5. Pikachu – Pokémon


Pokémon creator Satoshi Tajiri has explained the name Pikachu breaks down into “Pika,” the sound the Japanese say an electric spark makes, and “chu,” which is the sound a mouse makes — roughly meaning, “electric mouse.” He didn’t expect much from the character at first. The original mascot for the game was supposed to be Clefairy, but Pikachu quickly became more popular. In fact, the character is so popular he now has his own currency.

In 2001, the island of Niue, off the coast of New Zealand, created a legal dollar coin with Pikachu’s face on the back to commemorate the game. That means Pikachu shares the same honor as George Washington, so we guess that’s one way to “be the very best, like no one ever was.”

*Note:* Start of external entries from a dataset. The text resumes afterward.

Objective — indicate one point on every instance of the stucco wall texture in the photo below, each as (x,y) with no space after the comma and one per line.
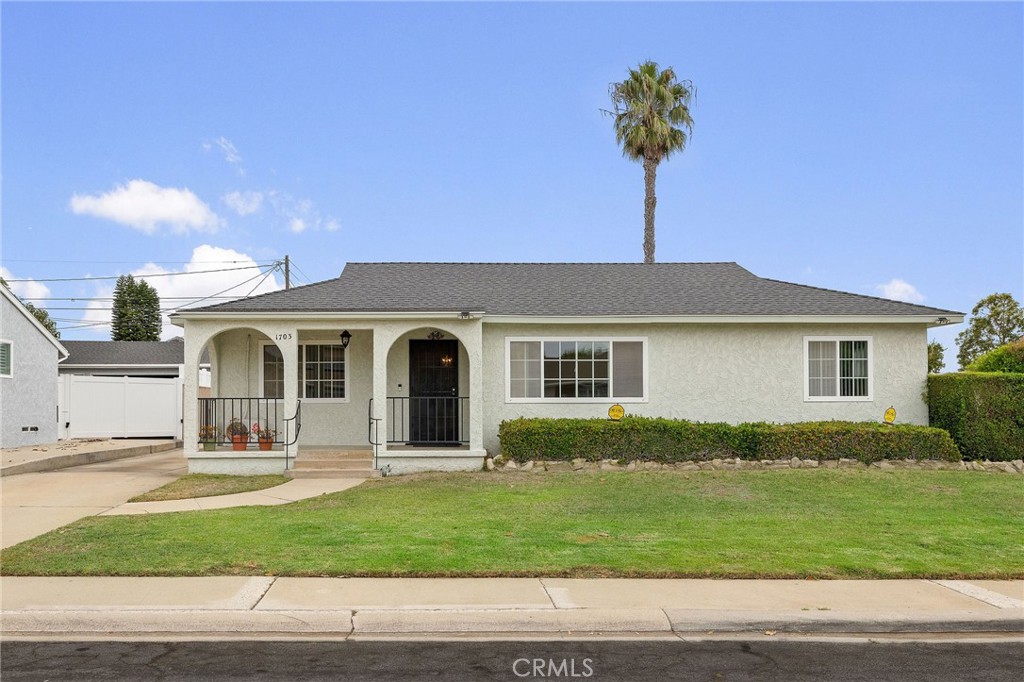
(726,373)
(29,396)
(701,372)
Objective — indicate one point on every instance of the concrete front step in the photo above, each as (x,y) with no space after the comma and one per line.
(363,463)
(333,473)
(335,454)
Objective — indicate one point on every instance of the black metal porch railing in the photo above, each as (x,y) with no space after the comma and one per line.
(216,415)
(428,421)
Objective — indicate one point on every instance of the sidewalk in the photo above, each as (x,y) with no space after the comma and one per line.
(443,608)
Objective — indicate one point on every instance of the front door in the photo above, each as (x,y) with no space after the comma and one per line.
(433,392)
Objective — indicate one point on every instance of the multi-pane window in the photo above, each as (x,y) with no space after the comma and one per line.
(579,369)
(5,358)
(839,369)
(322,372)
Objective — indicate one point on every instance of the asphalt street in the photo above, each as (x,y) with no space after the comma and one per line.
(757,658)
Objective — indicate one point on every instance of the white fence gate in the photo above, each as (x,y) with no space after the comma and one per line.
(120,407)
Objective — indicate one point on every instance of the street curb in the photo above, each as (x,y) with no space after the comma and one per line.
(456,623)
(686,621)
(78,459)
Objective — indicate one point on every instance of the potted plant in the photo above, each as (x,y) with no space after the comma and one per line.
(264,434)
(239,432)
(208,434)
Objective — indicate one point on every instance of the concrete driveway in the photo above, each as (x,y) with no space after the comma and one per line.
(36,503)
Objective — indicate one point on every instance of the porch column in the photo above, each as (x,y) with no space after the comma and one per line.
(189,391)
(288,342)
(474,349)
(382,344)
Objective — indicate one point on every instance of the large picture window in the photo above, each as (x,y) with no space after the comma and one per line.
(838,369)
(576,370)
(322,372)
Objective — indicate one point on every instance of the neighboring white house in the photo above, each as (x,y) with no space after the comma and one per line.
(29,356)
(436,355)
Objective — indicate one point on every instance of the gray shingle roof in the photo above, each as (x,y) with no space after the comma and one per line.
(125,352)
(566,290)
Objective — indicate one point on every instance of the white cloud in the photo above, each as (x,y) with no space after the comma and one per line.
(180,289)
(145,206)
(244,203)
(26,290)
(898,290)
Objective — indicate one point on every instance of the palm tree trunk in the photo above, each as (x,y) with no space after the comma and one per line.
(649,202)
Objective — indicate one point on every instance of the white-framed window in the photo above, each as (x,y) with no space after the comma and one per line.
(576,370)
(323,372)
(5,357)
(838,368)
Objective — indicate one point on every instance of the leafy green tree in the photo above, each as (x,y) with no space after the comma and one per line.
(936,359)
(1009,357)
(39,313)
(44,318)
(136,310)
(995,321)
(651,112)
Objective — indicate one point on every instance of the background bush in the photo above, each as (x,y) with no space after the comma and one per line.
(983,412)
(676,440)
(1009,357)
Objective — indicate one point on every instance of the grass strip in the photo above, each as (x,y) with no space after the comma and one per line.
(798,523)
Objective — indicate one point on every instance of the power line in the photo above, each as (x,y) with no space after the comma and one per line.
(146,276)
(122,262)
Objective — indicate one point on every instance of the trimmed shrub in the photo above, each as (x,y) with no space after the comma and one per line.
(1008,357)
(983,412)
(655,439)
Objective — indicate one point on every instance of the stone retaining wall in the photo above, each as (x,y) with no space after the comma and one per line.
(1017,466)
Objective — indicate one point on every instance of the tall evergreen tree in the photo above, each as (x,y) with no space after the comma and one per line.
(136,310)
(652,121)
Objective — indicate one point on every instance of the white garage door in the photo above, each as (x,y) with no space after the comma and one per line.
(122,407)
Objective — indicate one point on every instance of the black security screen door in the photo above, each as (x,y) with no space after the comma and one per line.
(433,390)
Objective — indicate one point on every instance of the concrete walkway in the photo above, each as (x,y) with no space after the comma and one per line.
(299,488)
(396,608)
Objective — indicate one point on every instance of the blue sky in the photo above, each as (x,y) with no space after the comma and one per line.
(841,145)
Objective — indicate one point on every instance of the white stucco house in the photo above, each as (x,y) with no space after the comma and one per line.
(29,356)
(415,365)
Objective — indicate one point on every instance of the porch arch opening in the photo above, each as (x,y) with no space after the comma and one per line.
(241,406)
(428,390)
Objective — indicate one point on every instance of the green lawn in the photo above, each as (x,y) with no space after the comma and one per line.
(822,523)
(205,485)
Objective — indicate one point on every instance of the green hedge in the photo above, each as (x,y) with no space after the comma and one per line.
(1008,357)
(676,440)
(983,412)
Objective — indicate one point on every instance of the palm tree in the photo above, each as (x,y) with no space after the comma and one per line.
(652,122)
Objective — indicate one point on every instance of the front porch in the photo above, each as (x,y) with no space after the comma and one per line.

4. Perry the Platypus – Phineas and Ferb


Phineas and Ferb co-founders Dan Povenmire and Jeff Marsh purposely chose and unusual species for the crime fighting pet. This allowed them to have more creative freedom since most people don’t know much about platypuses and thus don’t have any preconceived notions about how they should act. They also wanted to choose an animal kids couldn’t beg their parents for (it’s illegal to own a platypus in the U.S.).

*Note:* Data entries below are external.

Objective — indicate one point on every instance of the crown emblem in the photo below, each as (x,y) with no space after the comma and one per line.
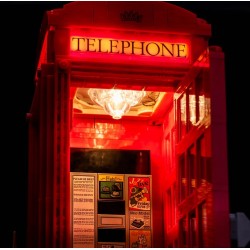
(131,16)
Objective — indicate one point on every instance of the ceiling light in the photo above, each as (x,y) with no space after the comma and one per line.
(116,102)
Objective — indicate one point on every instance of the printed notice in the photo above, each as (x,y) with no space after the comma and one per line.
(140,220)
(83,192)
(139,193)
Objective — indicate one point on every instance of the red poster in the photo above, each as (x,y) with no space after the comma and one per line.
(139,193)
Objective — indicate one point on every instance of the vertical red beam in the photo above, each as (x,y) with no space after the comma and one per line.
(219,149)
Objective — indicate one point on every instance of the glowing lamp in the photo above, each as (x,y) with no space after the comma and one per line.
(116,102)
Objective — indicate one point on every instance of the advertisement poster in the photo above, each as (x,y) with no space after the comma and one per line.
(140,220)
(139,193)
(110,186)
(83,211)
(140,238)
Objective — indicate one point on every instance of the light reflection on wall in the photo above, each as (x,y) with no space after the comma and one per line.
(195,116)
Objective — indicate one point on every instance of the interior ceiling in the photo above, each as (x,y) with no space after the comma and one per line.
(82,104)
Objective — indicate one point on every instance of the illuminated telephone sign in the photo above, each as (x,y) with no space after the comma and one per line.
(115,47)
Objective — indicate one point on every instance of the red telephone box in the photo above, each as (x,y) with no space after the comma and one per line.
(175,135)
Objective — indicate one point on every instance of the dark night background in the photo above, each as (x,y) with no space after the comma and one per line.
(19,28)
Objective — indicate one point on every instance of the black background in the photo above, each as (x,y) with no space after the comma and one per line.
(19,28)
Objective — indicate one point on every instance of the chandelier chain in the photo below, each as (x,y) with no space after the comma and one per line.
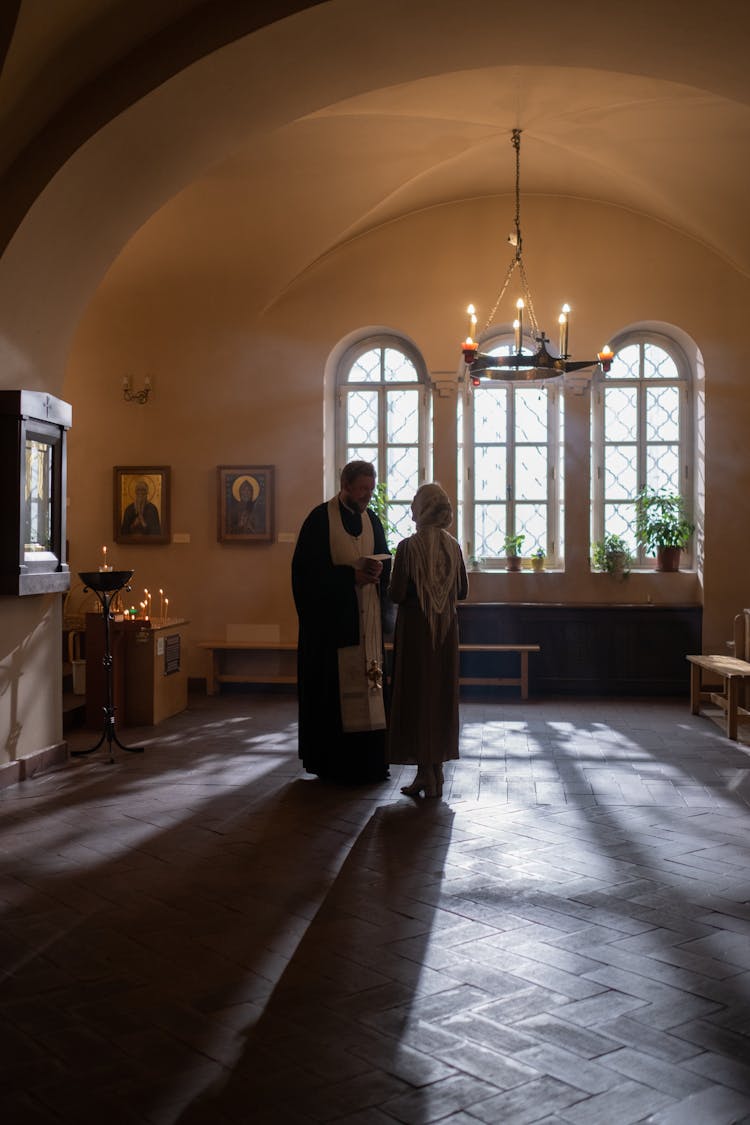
(517,261)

For Perry’s signature sound, they hired Dee Bradley Baker, who’s famous for his various animal voices (Waddles from Gravity Falls, Appa and Momo from Avatar: The Last Airbender, and many different creatures from Adventure Time). There’s an ongoing YouTube contest to see who can do the best Perry the Platypus impression, but it’s difficult to even come close to Baker’s version.

3. Ghost – Game of Thrones


This is cheating a little bit since dire wolves aren’t exactly “fictional.” They existed as early as 200,000 years ago, along with saber-tooth tigers and Woolly Mammoths, and went extinct around 11,000 years ago after the last Ice Age. Due to that large inconvenience, the dire wolves in Game of Thrones were originally played by Northern Inuit dogs.

However, they were replaced by CGI after the first season to make them larger (dire wolves weigh between 110-175 pounds, whereas Northern Inuit dogs weigh an average of 95) and more of a threat. Sophie Turner (Sansa Stark) adopted the dog that played her character’s dire wolf when she found out the pup needed a new home.

2. Pascal – Tangled


Pascal was based on a real chameleon owned by one of the animation artists working on the movie. She purchased her chameleon the same day the directors were trying to decide on a name for the character, and when she told them she named it Pascal, they asked if they could use it. Coincidently, the French name “Pascal” coincides with many other French-inspired aspects of the film.

For example, Mont St. Michel in Normandie, France inspired the design for the King and Queen’s castle. Early designs for Pascal ranged from a nutty squirrel to a purple and blue version of the chameleon, but they eventually settled on green because it went better with Rapunzel’s hair and clothing.

1. Toothless – How to Train Your Dragon


Toothless underwent a drastic change from page to screen. In the book series, he’s a small red and green, run-of-the-mill dragon, but Hollywood had other plans, and he was transformed into the black-scaled night fury seen in the movie. While planning how he would look and act, animators took the characteristics of their own pets and included them in the design to make him as friendly and charismatic as he is dangerous.

As far as his voice, that took a little more effort. According to Supervising Sound Designer Randy Thom, “Toothless was the biggest challenge for us in terms of the vocalization, because he had to have so much variety just within his own voice. [Toothless is] mostly a combination of my voice and elephants and horses, maybe a tiger here and there. It’s lots of stuff.” Good thing all of their hard work paid off.